Booth B A, Boes M, Dake B L, Caldwell E E, Weiler J M, Bar R S
Diabetes and Endocrinology Research Center, The University of Iowa, Veterans Administration Medical Center, 3E19 VA, Iowa City, IA 52246, USA.
Growth Horm IGF Res. 2000 Aug;10(4):224-9. doi: 10.1054/ghir.2000.0158.
18 amino acid peptides from the C-terminal region of IGFBP-3, -5 (P3, P5), increased the incorporation of(35)SO(4)into proteoglycans in endothelial cells with greater stimulation in large vessel than microvessel cells. The homologous region of IGFBP-6 (P6) also stimulated sulfate uptake, but less potently than P3 and P5. P6 variants were synthesized with one or two amino acids changed to the basic amino acid in the equivalent position of P3. The P6 variants with one additional basic amino acid behaved similarly to P6. The P6 mutant with two altered amino acids was equipotent to P3. P3F, a scrambled version of P3 was less effective than P3. P3, P5, P6, P3F and all P6 variants all stimulated glucose uptake, which occurred only in microvessel cells. P1, P2, P4, and equimolar intact IGFBP-3 stimulated neither glucose uptake nor sulfate incorporation. Thus, C-terminal basic portions of IGFBP-3, -5 and -6 alter two specific functions of endothelial cells with sufficient differences to suggest mediation by distinct mechanisms.
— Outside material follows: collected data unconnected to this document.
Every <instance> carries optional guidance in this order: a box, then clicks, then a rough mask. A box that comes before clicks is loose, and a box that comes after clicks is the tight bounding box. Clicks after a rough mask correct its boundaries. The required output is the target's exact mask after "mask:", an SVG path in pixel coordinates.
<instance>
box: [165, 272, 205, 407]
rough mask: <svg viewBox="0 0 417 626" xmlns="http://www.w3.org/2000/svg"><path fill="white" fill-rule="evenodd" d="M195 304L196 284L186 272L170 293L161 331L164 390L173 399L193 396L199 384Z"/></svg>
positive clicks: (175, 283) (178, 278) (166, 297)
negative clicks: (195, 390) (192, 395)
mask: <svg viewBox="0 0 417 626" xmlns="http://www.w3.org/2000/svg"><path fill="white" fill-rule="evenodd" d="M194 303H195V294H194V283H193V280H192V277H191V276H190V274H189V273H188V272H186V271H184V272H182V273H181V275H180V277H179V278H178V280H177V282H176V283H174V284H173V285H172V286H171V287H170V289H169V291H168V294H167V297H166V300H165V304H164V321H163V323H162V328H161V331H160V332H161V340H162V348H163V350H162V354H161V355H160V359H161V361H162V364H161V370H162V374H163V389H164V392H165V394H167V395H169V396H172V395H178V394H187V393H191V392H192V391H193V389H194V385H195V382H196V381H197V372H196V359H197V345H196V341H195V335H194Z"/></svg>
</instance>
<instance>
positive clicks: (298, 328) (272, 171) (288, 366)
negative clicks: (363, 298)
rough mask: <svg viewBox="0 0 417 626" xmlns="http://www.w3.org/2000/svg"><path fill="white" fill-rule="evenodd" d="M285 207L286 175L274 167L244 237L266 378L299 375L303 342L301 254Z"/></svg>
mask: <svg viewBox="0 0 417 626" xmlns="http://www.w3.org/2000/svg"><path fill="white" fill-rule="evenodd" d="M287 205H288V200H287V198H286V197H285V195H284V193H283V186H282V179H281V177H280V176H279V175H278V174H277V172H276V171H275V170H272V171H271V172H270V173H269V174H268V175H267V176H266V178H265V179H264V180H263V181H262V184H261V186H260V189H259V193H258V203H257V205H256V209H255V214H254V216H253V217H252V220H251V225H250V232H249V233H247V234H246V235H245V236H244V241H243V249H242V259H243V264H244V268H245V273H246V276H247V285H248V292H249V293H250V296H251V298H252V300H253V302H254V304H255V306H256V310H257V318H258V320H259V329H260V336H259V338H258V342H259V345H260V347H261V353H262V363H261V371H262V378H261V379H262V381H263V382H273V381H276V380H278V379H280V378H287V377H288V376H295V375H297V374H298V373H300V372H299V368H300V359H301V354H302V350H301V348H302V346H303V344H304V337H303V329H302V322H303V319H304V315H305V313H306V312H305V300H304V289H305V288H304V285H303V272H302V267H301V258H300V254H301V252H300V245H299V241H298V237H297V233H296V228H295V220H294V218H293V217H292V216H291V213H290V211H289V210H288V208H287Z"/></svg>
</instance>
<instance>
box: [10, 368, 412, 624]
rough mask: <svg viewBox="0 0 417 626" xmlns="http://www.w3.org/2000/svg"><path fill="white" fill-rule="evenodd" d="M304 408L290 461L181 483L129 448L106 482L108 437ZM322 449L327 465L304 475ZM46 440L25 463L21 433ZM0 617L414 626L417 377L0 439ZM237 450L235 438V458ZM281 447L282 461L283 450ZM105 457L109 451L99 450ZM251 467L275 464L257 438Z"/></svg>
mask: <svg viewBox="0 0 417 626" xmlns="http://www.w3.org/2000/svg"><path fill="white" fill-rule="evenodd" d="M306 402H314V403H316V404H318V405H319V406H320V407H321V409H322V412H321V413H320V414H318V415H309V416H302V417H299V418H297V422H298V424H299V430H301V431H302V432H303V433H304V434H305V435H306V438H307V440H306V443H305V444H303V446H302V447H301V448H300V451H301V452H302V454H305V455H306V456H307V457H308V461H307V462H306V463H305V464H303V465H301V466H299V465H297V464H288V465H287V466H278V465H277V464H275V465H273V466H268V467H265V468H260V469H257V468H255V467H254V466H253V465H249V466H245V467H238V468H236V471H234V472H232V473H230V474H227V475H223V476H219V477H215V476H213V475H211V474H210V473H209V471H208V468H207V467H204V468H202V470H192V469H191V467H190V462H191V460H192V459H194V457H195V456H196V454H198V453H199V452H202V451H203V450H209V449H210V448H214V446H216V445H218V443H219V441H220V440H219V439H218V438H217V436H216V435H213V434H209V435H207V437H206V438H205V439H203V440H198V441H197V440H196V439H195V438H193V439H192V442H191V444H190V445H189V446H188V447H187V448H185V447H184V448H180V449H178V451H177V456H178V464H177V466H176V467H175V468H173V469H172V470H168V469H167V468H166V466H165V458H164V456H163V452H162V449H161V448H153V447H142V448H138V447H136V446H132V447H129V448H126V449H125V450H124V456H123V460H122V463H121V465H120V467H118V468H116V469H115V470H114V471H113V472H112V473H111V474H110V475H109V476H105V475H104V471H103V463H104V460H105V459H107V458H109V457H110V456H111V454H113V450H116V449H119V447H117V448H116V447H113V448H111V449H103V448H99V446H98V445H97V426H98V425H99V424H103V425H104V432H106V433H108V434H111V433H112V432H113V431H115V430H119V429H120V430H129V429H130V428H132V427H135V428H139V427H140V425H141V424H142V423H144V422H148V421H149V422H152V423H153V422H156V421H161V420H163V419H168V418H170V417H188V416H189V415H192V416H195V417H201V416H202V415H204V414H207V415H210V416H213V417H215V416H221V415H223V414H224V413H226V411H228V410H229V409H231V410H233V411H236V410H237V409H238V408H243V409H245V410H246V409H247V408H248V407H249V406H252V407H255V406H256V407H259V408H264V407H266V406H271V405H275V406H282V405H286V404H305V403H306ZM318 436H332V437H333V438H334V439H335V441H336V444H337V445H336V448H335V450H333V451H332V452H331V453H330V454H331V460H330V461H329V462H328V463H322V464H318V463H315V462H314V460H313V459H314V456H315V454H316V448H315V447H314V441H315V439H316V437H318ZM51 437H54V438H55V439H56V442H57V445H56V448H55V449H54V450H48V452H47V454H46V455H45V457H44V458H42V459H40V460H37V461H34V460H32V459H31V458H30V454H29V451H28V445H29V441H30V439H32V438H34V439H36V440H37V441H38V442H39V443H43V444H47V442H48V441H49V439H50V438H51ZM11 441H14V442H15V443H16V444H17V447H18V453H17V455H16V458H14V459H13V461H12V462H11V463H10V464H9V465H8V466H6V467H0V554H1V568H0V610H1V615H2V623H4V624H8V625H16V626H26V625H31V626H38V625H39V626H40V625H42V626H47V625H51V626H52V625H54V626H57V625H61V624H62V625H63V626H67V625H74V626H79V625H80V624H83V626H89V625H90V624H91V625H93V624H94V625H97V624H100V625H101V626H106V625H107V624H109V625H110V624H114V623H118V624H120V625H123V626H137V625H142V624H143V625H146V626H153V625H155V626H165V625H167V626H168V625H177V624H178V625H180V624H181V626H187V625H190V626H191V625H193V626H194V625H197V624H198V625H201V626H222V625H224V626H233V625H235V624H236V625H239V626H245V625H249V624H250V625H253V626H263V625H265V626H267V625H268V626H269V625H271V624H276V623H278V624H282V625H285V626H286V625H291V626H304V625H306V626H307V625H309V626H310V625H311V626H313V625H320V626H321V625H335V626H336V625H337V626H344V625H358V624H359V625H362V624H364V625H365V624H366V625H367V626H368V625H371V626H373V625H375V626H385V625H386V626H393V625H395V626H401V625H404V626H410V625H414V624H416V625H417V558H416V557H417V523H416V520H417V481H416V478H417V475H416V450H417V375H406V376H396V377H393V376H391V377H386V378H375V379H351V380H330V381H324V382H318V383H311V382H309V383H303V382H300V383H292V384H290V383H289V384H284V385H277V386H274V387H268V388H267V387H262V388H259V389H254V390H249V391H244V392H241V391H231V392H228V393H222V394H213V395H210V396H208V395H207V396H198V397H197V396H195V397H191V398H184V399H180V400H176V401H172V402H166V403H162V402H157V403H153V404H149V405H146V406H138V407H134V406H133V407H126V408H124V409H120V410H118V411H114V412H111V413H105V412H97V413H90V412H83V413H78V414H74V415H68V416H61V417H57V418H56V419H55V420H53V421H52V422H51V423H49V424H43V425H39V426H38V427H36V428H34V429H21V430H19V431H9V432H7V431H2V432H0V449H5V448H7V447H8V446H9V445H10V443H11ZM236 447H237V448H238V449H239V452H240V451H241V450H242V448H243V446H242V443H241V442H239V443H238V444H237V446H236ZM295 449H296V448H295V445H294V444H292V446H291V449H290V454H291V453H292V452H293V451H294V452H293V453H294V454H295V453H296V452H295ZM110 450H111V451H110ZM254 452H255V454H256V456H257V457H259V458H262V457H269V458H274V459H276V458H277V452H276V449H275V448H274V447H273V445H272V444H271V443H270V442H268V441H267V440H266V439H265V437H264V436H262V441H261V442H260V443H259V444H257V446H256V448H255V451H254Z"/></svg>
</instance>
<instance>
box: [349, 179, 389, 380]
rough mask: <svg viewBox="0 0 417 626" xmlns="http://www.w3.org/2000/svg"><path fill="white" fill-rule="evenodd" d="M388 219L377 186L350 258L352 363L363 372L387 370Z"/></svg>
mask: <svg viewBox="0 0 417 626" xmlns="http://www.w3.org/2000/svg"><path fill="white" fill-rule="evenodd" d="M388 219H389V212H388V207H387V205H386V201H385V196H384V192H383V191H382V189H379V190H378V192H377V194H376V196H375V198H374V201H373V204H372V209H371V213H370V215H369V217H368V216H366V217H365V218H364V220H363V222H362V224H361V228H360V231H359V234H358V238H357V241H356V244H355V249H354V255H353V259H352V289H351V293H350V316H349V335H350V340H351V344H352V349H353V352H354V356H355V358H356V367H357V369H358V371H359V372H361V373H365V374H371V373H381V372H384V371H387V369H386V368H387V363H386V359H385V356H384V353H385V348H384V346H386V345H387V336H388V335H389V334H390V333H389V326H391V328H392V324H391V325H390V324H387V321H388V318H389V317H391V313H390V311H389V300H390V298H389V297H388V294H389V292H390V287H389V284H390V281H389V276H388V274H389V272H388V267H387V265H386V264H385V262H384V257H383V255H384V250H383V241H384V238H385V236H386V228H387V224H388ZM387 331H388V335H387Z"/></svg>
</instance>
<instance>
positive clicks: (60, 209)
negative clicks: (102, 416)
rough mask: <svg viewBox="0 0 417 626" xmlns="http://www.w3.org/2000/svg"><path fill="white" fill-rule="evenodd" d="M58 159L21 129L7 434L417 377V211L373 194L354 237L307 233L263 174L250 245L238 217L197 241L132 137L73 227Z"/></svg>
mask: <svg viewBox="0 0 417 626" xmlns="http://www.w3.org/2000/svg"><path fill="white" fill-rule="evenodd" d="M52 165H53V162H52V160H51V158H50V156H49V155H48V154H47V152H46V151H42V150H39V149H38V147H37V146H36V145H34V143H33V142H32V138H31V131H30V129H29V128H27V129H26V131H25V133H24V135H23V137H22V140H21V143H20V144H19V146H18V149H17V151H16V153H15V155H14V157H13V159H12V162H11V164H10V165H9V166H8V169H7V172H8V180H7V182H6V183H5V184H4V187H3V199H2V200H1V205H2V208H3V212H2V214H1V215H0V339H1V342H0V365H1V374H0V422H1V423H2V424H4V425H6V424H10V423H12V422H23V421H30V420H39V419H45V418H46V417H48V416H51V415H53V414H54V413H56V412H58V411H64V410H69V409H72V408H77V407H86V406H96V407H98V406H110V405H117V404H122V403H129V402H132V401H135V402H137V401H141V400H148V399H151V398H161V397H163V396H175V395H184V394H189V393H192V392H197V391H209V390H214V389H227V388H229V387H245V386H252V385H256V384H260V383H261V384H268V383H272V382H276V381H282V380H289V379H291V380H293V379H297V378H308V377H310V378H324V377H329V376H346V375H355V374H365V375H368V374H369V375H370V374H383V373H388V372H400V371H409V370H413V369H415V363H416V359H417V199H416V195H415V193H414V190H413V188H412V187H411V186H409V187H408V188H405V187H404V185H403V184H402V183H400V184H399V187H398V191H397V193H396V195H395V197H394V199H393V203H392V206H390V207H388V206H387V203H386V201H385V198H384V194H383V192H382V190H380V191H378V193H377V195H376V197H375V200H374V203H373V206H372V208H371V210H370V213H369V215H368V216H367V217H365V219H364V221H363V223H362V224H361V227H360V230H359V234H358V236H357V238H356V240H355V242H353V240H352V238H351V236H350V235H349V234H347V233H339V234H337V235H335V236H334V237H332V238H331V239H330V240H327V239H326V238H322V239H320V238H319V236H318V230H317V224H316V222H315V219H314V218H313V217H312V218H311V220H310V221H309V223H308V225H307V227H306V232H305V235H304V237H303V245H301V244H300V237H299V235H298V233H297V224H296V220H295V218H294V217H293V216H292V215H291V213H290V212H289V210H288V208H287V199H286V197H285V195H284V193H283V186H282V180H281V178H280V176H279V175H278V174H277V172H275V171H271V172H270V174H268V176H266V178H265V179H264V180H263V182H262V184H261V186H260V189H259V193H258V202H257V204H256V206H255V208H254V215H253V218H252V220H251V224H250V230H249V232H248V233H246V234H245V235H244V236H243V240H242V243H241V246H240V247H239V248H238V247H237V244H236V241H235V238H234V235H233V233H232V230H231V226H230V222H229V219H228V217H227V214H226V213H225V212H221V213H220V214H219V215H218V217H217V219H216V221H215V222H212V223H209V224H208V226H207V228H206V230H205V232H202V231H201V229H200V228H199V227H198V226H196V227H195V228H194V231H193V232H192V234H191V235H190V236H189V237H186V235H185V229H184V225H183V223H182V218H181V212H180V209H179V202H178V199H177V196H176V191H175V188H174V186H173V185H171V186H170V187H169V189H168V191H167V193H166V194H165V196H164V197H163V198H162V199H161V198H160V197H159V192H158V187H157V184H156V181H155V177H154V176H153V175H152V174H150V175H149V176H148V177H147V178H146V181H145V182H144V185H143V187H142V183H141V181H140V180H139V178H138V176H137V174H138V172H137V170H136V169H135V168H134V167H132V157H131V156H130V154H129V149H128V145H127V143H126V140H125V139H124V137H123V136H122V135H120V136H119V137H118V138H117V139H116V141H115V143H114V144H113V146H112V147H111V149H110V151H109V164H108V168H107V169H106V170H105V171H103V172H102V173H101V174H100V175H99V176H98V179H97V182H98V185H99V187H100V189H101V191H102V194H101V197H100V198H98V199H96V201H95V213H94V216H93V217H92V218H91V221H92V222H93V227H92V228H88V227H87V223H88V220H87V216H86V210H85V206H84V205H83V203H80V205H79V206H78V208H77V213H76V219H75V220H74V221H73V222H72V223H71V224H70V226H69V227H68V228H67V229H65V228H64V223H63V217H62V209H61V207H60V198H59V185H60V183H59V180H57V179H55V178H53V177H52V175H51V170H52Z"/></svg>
来自胰岛素样生长因子结合蛋白-3(IGFBP-3)、-5(P3、P5)C末端区域的18个氨基酸肽,增加了内皮细胞中(35)SO(4)掺入蛋白聚糖的量,对大血管内皮细胞的刺激作用大于微血管内皮细胞。胰岛素样生长因子结合蛋白-6(P6)的同源区域也刺激了硫酸盐摄取,但效力低于P3和P5。合成了P6变体,其一个或两个氨基酸在P3的等效位置被替换为碱性氨基酸。额外含有一个碱性氨基酸的P6变体表现与P6相似。有两个氨基酸改变的P6突变体与P3等效。P3的乱序版本P3F的效果低于P3。P3、P5、P6、P3F和所有P6变体均刺激了葡萄糖摄取,且仅在微血管内皮细胞中发生。P1、P2、P4和等摩尔的完整IGFBP-3既不刺激葡萄糖摄取也不刺激硫酸盐掺入。因此,IGFBP-3、-5和-6的C末端碱性部分改变了内皮细胞的两种特定功能,差异足以表明是由不同机制介导的。